En Arsal, el cementerio Al Abrar albergó su primera tumba siria en 2015 cuando vecinos libaneses cedieron a los refugiados un pedazo de tierra. La última se excavó la semana pasada para Hamza, un “treintañero que sufría problemas de corazón” y aún no dispone de losa, explica Abdel Karim Zaarour, jefe de proyecto de la ONG Urda Spain, que asiste a más de 5.000 familias refugiadas sirias en campos de Líbano con alimentos, asistencia sanitaria, educación y protección. También financia el pago de los enterradores en este camposanto. En un lustro, cerca de 700 tumbas han llenado la mitad el cementerio.

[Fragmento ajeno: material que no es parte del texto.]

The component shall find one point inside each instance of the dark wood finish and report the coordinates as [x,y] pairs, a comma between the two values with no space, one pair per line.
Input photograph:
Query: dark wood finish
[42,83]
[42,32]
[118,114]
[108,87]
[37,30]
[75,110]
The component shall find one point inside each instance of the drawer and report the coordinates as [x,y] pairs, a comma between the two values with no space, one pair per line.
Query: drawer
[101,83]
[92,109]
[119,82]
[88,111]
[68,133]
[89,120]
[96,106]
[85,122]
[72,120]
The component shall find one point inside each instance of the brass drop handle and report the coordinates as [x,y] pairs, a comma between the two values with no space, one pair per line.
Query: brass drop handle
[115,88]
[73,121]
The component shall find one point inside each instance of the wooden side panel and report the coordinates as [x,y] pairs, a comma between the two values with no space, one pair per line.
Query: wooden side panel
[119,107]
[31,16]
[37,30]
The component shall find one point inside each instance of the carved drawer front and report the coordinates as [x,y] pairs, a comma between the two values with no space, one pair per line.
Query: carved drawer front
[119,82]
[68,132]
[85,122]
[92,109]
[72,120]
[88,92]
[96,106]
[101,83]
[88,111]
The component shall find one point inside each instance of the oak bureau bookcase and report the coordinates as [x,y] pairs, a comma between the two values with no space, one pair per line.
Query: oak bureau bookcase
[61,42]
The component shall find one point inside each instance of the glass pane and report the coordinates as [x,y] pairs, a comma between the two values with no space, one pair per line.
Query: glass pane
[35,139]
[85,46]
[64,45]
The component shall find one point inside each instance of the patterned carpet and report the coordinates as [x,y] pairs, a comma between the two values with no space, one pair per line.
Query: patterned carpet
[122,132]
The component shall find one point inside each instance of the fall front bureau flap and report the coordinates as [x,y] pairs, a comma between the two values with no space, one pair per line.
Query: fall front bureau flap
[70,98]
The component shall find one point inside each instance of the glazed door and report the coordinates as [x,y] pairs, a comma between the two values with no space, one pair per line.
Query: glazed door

En Bar Elias, y donde vive la familia de Abou Farhan, otro jeque suní ha cedido también unas tierras para que los sirios puedan enterrar dignamente a los suyos. La decisión llegó después de que en el cementerio de Tel Sarhum, reservado a los libaneses, algunos refugiados cavaran de noche varias tumbas, incluida una de apenas un metro sobre la que alguien depositó una manta de bebé. A pesar de la crisis y de la pandemia, el ciclo de la vida se impone entre la comunidad de refugiados sirios: en una década han dado la bienvenida a 190.000 recién nacidos, y hasta 2018 habían fallecido 9.000 de ellos, según datos de ACNUR.